The Science Behind the NHLe Tool

I won’t provide the weightings in the predictive models or how it all works for proprietary reasons but I will provide a taste of the models that fuel my probability scores in the Player Comparison Tool.

The model relies on, among other things, the NHLe tier the player finds themselves in at what age. What’s the player’s chances of being a star and/or an NHLer based on similar players that have come before them when you add it all up.

The way to do this is through a predictive model. There’s dozens of different models you can apply (linear regression, logistic regression, random forest, boosted trees, simulations, etc.). I tried about five different models, eventually settling on the best fit for myself.

There’s 1,000s of great articles on the line that will give you plenty of detail on predictive modelling and the various models one can choose from so I’ll spare you those details.

In an attempt to show how well my models work I will explain one concept of predictive modelling, however. When doing any sort of predictive modelling, you generally split the data in to two halfs. You use one model to ‘train’ on (e.g., determine what the significant variables are and how it all works in predicting the outcome) and then you ‘test’ on the other data set (e.g., this is new data that the model hasn’t seen yet. If you run the model you developed in train on the new data, do you get the same results?).

What I’ve done is take all the data from 1995 to 2012, split it into a train and test group. I’ve also used data the 1990 to 1994 as an additional test group (to see if it works decades ago) and also used the data from 2013 to Present to see if it’s predicting the players, in the early going of their career, look like they’re heading to be stars and NHLers. Backwards and forwards, it all works.

Here’s a few examples, with the 1995 to 2012 data, that show how effective the models are:

First, the Forward NHLer Model. I’ve split the data (by highest probability) into 20 groups (ventiles). In each ventile, I’m looking at how many turned into NHLers. You can see that the top ventile is picking up ~80% NHLers, then ~70% NHLers, then ~40% NHLers, etc. So it’s doing exactly what you’d expect. At the top end, nearly every player is an NHLer and past the 10th ventile (50th percent) there’s very few NHLers.

Second, the Forward Star Model. In this case I’ve also split the data into ventiles, sorting them the same way. However, there’s so very few stars that emerge (~4% of all players drafted will turn into stars) so it doesn’t make sense to look at the data in the same way. Instead, in this case, I’m looking at the entire population of stars in each group. What percent of all stars does each ventile make up? If it’s working correctly, most should be in the top ventile.
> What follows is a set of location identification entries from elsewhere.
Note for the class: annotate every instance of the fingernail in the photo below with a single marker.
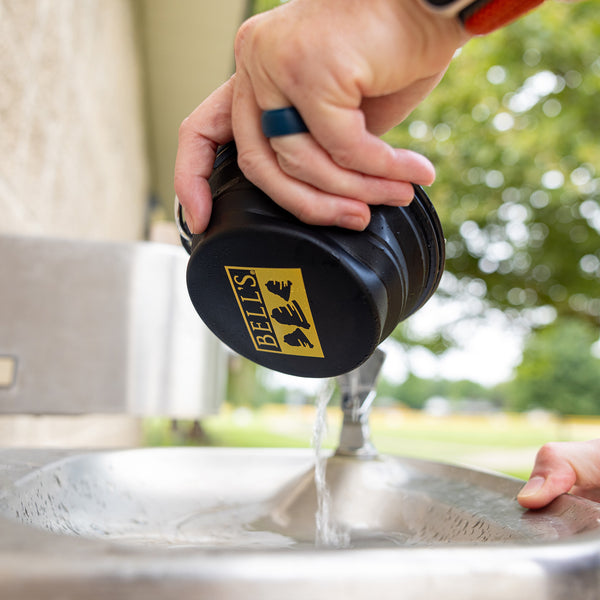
(532, 487)
(357, 223)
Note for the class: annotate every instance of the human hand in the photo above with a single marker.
(563, 467)
(353, 69)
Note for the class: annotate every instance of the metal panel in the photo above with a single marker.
(101, 327)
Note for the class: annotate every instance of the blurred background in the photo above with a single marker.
(506, 355)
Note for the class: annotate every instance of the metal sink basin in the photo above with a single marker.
(240, 523)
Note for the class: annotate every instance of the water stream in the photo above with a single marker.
(327, 534)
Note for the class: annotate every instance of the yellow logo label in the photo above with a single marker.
(275, 308)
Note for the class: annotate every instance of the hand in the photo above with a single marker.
(563, 467)
(353, 69)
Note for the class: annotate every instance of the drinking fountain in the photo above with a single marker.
(241, 523)
(108, 328)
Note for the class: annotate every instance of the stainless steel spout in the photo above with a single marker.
(358, 392)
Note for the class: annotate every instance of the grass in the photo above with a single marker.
(501, 442)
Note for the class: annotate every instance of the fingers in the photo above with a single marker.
(562, 467)
(259, 163)
(300, 157)
(199, 136)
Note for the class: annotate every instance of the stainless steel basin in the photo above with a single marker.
(240, 523)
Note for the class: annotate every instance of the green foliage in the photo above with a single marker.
(414, 392)
(558, 371)
(513, 132)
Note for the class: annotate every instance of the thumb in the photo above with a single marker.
(552, 475)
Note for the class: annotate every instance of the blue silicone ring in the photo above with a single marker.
(282, 121)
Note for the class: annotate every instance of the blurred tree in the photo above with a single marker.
(513, 132)
(558, 372)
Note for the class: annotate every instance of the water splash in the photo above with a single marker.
(327, 533)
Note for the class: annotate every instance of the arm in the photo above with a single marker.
(353, 69)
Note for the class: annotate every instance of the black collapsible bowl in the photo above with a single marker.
(307, 300)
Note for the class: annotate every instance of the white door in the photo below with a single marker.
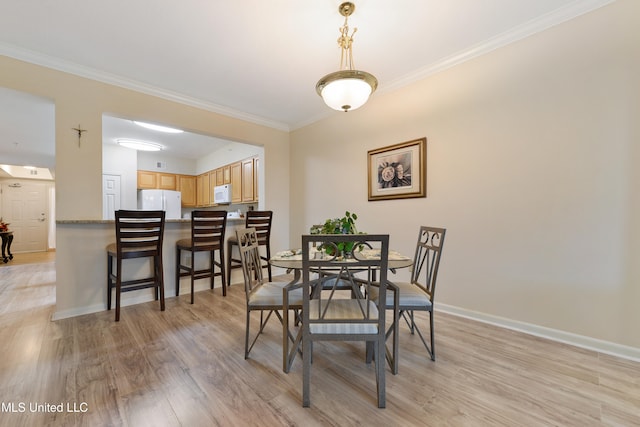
(24, 207)
(110, 195)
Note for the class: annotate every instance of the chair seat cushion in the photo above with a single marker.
(184, 243)
(341, 309)
(410, 296)
(269, 294)
(141, 252)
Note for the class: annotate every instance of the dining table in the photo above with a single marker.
(291, 260)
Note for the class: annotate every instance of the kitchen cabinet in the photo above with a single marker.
(187, 187)
(248, 184)
(203, 189)
(166, 181)
(220, 176)
(213, 176)
(236, 182)
(256, 178)
(149, 180)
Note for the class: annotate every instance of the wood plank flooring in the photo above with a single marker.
(185, 367)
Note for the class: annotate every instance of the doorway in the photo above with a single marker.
(24, 207)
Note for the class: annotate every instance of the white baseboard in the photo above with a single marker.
(606, 347)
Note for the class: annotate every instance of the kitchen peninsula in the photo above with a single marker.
(85, 291)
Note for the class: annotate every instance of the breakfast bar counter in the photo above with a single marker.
(81, 264)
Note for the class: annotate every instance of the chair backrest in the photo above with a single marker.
(365, 256)
(427, 259)
(207, 229)
(261, 221)
(250, 258)
(139, 233)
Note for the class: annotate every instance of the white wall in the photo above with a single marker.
(530, 154)
(148, 161)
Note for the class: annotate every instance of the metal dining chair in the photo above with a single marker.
(207, 235)
(405, 298)
(261, 221)
(329, 314)
(139, 234)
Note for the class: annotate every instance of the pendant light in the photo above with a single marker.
(348, 88)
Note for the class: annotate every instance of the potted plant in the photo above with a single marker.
(344, 225)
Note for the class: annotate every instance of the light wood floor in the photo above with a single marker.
(185, 366)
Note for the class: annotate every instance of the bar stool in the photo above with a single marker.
(139, 234)
(207, 235)
(261, 221)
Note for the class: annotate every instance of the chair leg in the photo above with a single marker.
(380, 371)
(109, 284)
(268, 264)
(193, 262)
(212, 268)
(433, 348)
(177, 271)
(306, 371)
(223, 275)
(246, 336)
(118, 286)
(229, 254)
(160, 279)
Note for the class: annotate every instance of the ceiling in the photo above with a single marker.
(252, 59)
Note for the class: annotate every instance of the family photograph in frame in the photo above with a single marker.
(398, 171)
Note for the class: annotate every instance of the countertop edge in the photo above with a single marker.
(111, 221)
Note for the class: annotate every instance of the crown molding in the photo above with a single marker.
(544, 22)
(112, 79)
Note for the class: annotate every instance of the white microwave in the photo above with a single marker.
(222, 194)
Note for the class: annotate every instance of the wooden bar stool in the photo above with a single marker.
(207, 235)
(139, 234)
(261, 221)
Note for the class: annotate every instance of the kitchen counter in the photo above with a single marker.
(81, 267)
(111, 221)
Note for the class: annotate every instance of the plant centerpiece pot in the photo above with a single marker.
(344, 225)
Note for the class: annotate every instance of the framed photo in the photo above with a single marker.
(398, 171)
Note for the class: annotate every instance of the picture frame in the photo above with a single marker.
(398, 171)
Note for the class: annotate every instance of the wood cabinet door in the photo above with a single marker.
(256, 178)
(187, 188)
(147, 180)
(236, 182)
(166, 181)
(220, 176)
(203, 190)
(247, 180)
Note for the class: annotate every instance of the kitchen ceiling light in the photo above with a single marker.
(139, 145)
(158, 127)
(346, 89)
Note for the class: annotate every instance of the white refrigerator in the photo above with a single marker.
(166, 200)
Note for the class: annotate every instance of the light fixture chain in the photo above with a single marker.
(345, 41)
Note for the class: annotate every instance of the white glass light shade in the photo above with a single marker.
(139, 145)
(346, 90)
(159, 128)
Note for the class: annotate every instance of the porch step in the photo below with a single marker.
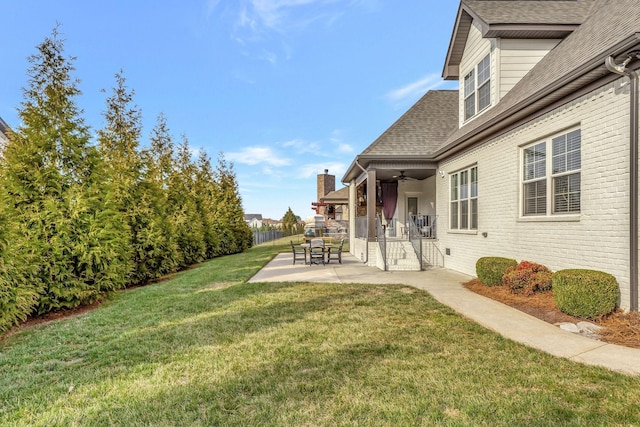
(401, 256)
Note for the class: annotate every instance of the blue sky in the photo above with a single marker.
(284, 88)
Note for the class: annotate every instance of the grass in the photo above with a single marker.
(205, 348)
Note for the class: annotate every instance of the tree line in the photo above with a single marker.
(80, 218)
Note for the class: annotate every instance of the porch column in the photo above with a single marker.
(353, 209)
(371, 204)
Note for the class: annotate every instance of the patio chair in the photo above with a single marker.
(299, 253)
(335, 253)
(316, 251)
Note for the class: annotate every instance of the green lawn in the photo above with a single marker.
(205, 348)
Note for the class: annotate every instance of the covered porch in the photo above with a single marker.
(392, 187)
(394, 216)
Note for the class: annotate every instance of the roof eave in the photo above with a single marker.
(364, 160)
(529, 30)
(520, 110)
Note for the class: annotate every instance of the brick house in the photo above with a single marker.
(539, 160)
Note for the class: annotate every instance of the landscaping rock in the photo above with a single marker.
(569, 327)
(586, 329)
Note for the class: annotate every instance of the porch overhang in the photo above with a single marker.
(388, 168)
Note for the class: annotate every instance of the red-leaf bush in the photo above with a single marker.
(528, 278)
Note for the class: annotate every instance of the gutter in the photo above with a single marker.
(523, 109)
(622, 70)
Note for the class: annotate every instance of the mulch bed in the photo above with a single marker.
(619, 327)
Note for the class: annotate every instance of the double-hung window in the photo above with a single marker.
(552, 187)
(477, 88)
(464, 200)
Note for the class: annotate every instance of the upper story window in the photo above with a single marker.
(555, 183)
(477, 88)
(464, 200)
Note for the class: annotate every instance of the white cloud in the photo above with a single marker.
(258, 155)
(412, 91)
(300, 146)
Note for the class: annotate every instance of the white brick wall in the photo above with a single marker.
(598, 238)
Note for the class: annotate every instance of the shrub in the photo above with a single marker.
(585, 293)
(491, 269)
(527, 278)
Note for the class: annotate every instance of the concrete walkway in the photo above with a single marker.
(446, 287)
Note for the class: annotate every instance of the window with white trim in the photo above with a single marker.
(554, 184)
(464, 200)
(477, 88)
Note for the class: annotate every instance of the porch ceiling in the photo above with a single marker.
(393, 174)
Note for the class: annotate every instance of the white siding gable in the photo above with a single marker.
(475, 50)
(517, 57)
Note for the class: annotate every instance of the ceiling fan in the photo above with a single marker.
(403, 177)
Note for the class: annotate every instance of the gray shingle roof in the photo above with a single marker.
(337, 196)
(422, 129)
(531, 12)
(513, 19)
(578, 60)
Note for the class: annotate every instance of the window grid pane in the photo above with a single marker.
(474, 214)
(566, 194)
(535, 161)
(484, 96)
(535, 198)
(474, 182)
(464, 214)
(454, 215)
(469, 84)
(484, 70)
(454, 187)
(464, 185)
(470, 106)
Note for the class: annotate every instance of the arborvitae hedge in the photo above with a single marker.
(79, 219)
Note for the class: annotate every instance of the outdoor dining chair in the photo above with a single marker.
(299, 253)
(316, 252)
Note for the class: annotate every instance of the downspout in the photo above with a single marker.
(633, 152)
(367, 239)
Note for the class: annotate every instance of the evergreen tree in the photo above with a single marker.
(207, 192)
(118, 145)
(63, 213)
(158, 253)
(235, 232)
(18, 296)
(187, 221)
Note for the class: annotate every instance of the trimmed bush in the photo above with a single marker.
(491, 269)
(528, 278)
(585, 293)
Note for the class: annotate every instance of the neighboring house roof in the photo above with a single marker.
(513, 19)
(417, 134)
(612, 29)
(338, 196)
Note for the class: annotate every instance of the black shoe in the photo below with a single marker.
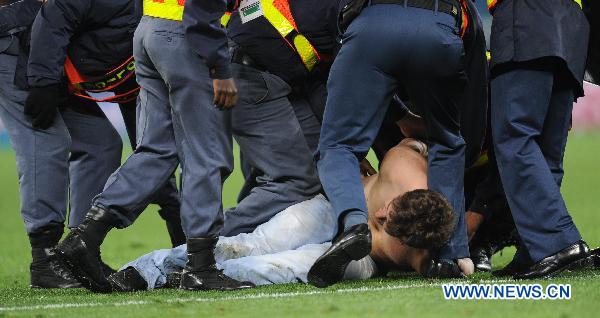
(173, 280)
(200, 272)
(329, 269)
(127, 280)
(45, 274)
(573, 257)
(83, 262)
(79, 252)
(492, 237)
(442, 268)
(106, 269)
(595, 256)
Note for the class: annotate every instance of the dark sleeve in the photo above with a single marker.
(51, 34)
(206, 35)
(19, 15)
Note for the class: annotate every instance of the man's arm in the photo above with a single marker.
(51, 34)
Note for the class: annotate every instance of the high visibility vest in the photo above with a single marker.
(492, 4)
(80, 86)
(164, 9)
(279, 15)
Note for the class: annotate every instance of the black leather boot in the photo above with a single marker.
(329, 269)
(489, 240)
(173, 221)
(44, 274)
(442, 268)
(79, 252)
(200, 271)
(573, 257)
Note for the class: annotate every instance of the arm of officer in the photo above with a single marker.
(51, 34)
(208, 38)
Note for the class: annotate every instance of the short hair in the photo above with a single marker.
(421, 219)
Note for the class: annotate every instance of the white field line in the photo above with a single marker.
(218, 299)
(250, 296)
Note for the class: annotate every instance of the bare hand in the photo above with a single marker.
(225, 93)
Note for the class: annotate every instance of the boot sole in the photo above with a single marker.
(75, 267)
(330, 267)
(580, 263)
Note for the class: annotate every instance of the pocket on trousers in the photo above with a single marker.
(252, 86)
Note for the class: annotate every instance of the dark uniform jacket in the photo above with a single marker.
(16, 17)
(96, 34)
(474, 102)
(524, 30)
(475, 99)
(316, 20)
(206, 36)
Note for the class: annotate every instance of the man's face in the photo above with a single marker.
(392, 247)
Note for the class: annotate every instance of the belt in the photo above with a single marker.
(239, 56)
(448, 7)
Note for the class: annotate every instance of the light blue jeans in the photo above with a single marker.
(277, 252)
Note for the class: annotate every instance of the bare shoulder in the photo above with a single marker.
(404, 166)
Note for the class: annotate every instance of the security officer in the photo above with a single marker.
(42, 156)
(183, 67)
(411, 44)
(539, 50)
(281, 55)
(71, 38)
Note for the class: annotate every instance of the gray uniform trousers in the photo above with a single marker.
(177, 124)
(70, 152)
(273, 144)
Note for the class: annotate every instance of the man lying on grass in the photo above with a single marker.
(405, 219)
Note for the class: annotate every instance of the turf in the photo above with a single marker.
(401, 295)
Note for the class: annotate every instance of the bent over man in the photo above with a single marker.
(417, 46)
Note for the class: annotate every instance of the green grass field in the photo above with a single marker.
(402, 295)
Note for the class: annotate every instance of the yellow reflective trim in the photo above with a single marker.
(303, 47)
(279, 22)
(306, 51)
(225, 19)
(168, 9)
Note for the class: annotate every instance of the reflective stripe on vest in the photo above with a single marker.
(492, 4)
(279, 15)
(79, 86)
(164, 9)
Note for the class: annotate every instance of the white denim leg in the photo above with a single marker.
(309, 222)
(155, 266)
(280, 268)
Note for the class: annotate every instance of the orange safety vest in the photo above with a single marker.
(492, 4)
(164, 9)
(79, 85)
(279, 15)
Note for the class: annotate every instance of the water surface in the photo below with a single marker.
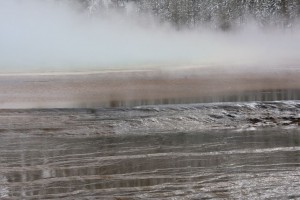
(216, 164)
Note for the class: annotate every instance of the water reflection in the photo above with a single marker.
(241, 96)
(214, 164)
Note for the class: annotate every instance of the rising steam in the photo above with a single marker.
(46, 36)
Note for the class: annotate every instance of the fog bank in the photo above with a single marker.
(47, 36)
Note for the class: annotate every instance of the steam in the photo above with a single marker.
(46, 36)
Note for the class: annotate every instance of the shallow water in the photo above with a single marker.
(210, 164)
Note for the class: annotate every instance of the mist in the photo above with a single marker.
(56, 36)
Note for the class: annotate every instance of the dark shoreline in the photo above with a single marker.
(151, 119)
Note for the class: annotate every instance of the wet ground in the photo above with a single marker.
(210, 164)
(197, 151)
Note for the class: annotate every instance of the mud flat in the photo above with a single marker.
(109, 136)
(130, 88)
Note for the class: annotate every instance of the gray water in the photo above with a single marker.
(219, 164)
(198, 151)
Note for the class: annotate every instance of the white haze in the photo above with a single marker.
(47, 36)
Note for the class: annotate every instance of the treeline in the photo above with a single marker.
(216, 14)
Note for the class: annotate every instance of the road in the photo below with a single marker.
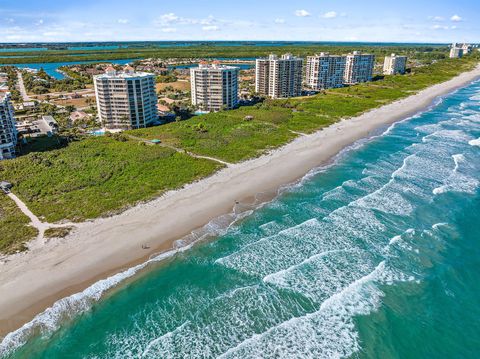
(228, 164)
(35, 221)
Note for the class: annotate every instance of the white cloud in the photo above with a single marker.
(330, 15)
(210, 28)
(302, 13)
(168, 18)
(440, 27)
(208, 21)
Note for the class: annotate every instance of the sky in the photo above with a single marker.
(436, 21)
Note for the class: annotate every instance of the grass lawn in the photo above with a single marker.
(177, 85)
(99, 176)
(227, 136)
(15, 230)
(103, 175)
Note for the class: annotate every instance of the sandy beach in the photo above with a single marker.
(32, 281)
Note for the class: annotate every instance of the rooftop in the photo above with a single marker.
(110, 72)
(214, 66)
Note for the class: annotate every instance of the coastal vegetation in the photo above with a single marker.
(41, 83)
(275, 122)
(424, 53)
(15, 230)
(90, 177)
(99, 176)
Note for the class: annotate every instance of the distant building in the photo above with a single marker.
(467, 49)
(456, 51)
(46, 126)
(279, 77)
(325, 71)
(76, 116)
(394, 65)
(126, 100)
(359, 68)
(214, 86)
(8, 132)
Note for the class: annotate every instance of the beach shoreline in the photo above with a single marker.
(34, 280)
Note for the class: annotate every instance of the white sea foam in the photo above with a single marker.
(457, 181)
(327, 333)
(69, 307)
(475, 142)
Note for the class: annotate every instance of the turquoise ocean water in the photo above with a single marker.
(374, 256)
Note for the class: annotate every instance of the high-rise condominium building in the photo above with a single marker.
(279, 77)
(394, 65)
(456, 51)
(325, 71)
(126, 100)
(359, 68)
(214, 86)
(467, 48)
(8, 132)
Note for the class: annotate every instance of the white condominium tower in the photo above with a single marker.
(467, 48)
(126, 100)
(279, 77)
(359, 68)
(214, 86)
(394, 65)
(324, 71)
(8, 132)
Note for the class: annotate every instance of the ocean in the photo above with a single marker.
(375, 255)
We can see that the top 5 percent of all scores pick up on ~60% of all stars, the next ventile picks up another ~20%. The next ventile another ~10%. The model is picking up 90% of all stars in the top 15 percent of the data. The ones it isn’t picking up on are one-off outliers that almost come out of nowhere and become stars (e.g., Blake Wheeler, Brad Marchand and Mikko Koivu).

In nearly every case, if a forward is going to be a star in the NHL, they better be in the top 15 percent in this model after their D+3 season or there’s very little chance they’re going to become a star! We see similar results for defenseman.

It’s important to note that in this particular model knows nothing about where the player was drafted. Bringing in the position or round that the player is drafted improves the model (i.e., picks up on more NHLers and Stars in the top ventile) as 1st rounders are much more likely to make the NHL than 2nd rounders, 3rd rounders, etc. This is due to 1st rounders tend to be more talented overall (hence why consensus rankings often have many of the same players ranked in the 1st round). But also 1st rounders get much more opportunity to make the NHL. You can be wrong about a late round pick, they’re not expected to make it. 1st rounders are expected to.

I hope this brief look behind the curtains of the models provides you with the confidence and knowledge that the probabilities in the NHLe Player Comparison Tool are highly reliable and accurate.